3 § Line of Business
The line of business of the company is to, either directly or through its subsidiaries or affiliate companies, manufacture, market and maintain machines, devices and equipment related to the metal industry both domestically and abroad as well as to import the abovementioned products and raw materials and other necessary materials, machines and devices necessary for the manufacture and use of such products; to design, manufacture, maintain, repair, sell and market devices related to electronically controllable industrial power supplies as well other operations related thereto; to design, manufacture, sell, market and maintain charging devices, batteries and other equipment for motor vehicles and chargeable electric vehicles and related software as well as other operations related thereto. In addition, the company may directly and/or through its subsidiaries or affiliate companies purchase, sell, own and manage real property and securities. As the parent company, the company may attend to the organisation, financing and purchases of the group and to other similar common tasks, as well as own real property and shares and carry on securities trading, corporate acquisitions and divestments, and other investment business.
4 § Accounting Period
The accounting period of the company begins on 1 January and ends on 31 December.
5 § Book-entry Securities System
The company’s shares belong to a book-entry securities system after the expiry of the registration period.
6 § Board of Directors
The Board of Directors of the company has a minimum of four (4) and a maximum of eight (8) members. The term of office of members of the Board of Directors ends at the close of the annual general meeting of shareholders following their election. The general meeting of shareholders elects the Chair and the Vice Chair of the Board of Directors.
7 § Chief Executive Officer
The company has a Chief Executive Officer who is appointed by the Board of Directors.
8 § Representation of the Company
The company is represented by the Chair of the Board of Directors and the Chief Executive Officer, each alone, and members of the Board of Directors, two (2) together. The Board of Directors may also grant the right to represent the company to a member of the Board of Directors and other named persons.
9 § Auditor
The auditor of the company must be an auditing firm approved by the Finnish Patent and Registration Office. The term of office of the auditor ends at the close of the annual general meeting of shareholders following the election of the auditor.
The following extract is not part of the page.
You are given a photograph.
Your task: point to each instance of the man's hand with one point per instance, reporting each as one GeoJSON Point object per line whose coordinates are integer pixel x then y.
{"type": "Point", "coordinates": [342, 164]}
10 § Notice to the General Meeting of Shareholders
The notice convening the general meeting of shareholders must be delivered to the shareholders by publishing the notice on the company’s website or by a newspaper announcement which is published in one or more widely circulated daily newspapers chosen by the Board of Directors no earlier than three (3) months and no later than three (3) weeks before the meeting, and in any case at least nine (9) days before the record date of the general meeting of shareholders referred to in Chapter 5 Section 6 a of the Finnish Companies Act.
In order to be able to attend the general meeting of shareholders, a shareholder must notify the company at the latest on the date mentioned in the notice, which may be no earlier than ten (10) days before the general meeting of shareholders.
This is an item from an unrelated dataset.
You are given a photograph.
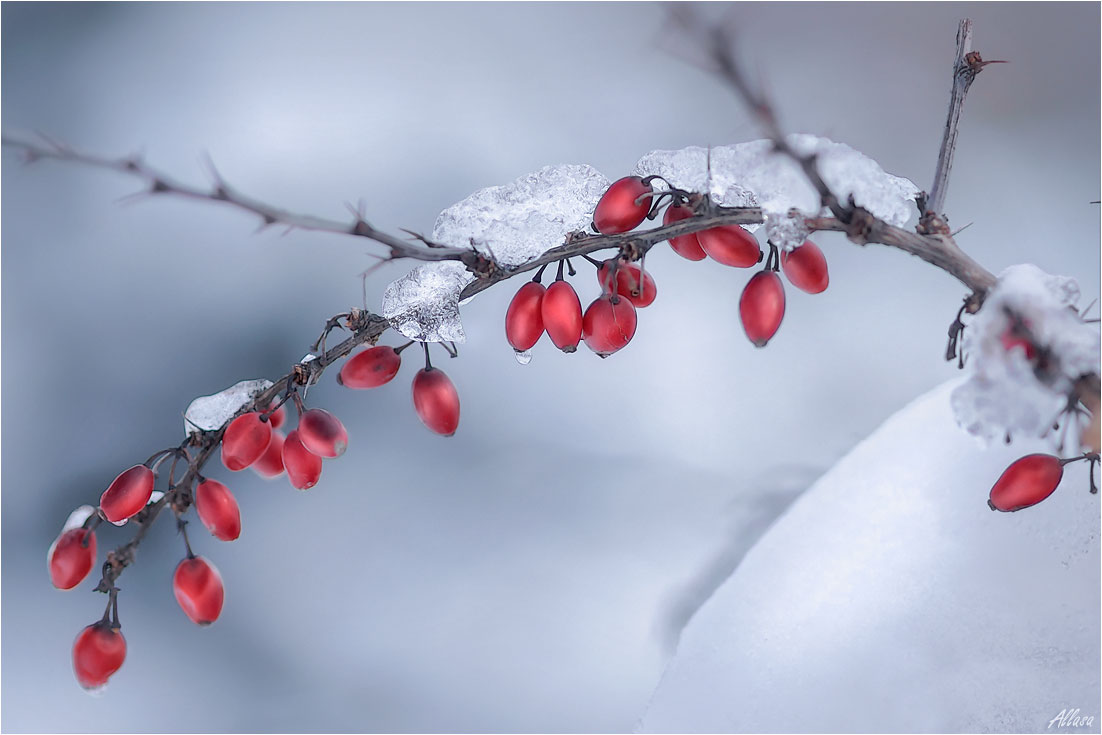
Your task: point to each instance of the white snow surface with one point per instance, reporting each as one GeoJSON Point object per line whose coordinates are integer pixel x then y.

The venue for the general meeting of shareholders must be located in Helsinki or Lahti, Finland.
11 § Annual General Meeting of Shareholders
The annual general meeting of shareholders of the company must be held within six (6) months from the date on which the accounting period ended.
At the meeting:
the following are presented
1. the financial statements, which include the consolidated financial statements, and the report of the Board of Directors; and
2. the auditor’s report;
the following are resolved upon
3. the adoption of the financial statements;
4. the use of profits shown in the balance sheet;
5. the discharge of members of the Board of Directors and the Chief Executive Officer from liability;
6. the remuneration of the members of the Board of Directors and the auditor; and
7. the number of the members of Board of Directors;
the following are elected
8. the members of the Board of Directors and the Chair of the Board of Directors;
9. the auditor; and
the following are dealt with
10. other matters stated in the notice to the general meeting of shareholders.